Amp Modeler Boasts Superior Accuracy And Timbre

by Mat Dirjish

Claiming to be the world’s largest community-driven platform for sharing and discovering digital models of guitar/bass amps, pedals, outboard gear, full rigs, and signal chains, TONE3000 (T3K) unveils its Neural Amp Modeler (NAM) Architecture 2. Built on the open-source project Neural Amp Modeler (NAM), the company claims its new architecture is the most accurate and best sounding amp modeling technology in history.

Launching as an open-source project in 2019, the first iteration, Architecture 1 (A1), was ran in digital audio workstations (DAWs). The second version, A2, operates using far fewer computational resources. This reportedly opens the door for affordable multi-effects pedals to run A2 natively on board.

Stanley Vergilis, Co-Founder and CEO at TONE3000, explains, “Our mission is to make music creation universally accessible. A2 accelerates that mission by democratizing tone. Now, users can capture, share, and play a $5,000 vintage amp that’s inaccessible in a studio somewhere.”

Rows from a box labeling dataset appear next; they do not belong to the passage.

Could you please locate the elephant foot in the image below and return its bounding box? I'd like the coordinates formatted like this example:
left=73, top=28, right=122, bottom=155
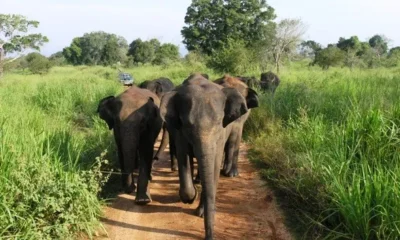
left=124, top=184, right=136, bottom=194
left=221, top=167, right=239, bottom=177
left=135, top=193, right=151, bottom=205
left=179, top=188, right=197, bottom=204
left=194, top=205, right=204, bottom=218
left=193, top=174, right=201, bottom=184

NAM files work anywhere NAM support is available, just like IR or MIDI files. That includes a growing library of NAM-powered plugins, amps, and pedals. To accelerate this adoption, A2 can be run as two sizes:

  1. A2-Full is a maximum-accuracy model for pro audio. It delivers better quality than A1 and uses 30% to 40% less CPU power. This allows users to run three A2-Full models for the same CPU as two A1-Standard models.
  2. A2-Lite is for embedded devices like guitar and bass multi-effects pedals. It runs at 50% CPU on an ARM Cortex-M7 600-MHz chip, the same $3 chip used in some popular modeling pedals. A2-Lite makes TONE3000 possible on mass-market hardware.

A growing list of hardware and software companies are also integrating the TONE3000 API, which lets them offer the 350K tone library to their users directly in their products. Blackstar, Lava Music, Darkglass, HeadRush, Chaos Audio and Dimehead are all supporting A2. For deeper details and demos, get toned and tuned on the T3K website.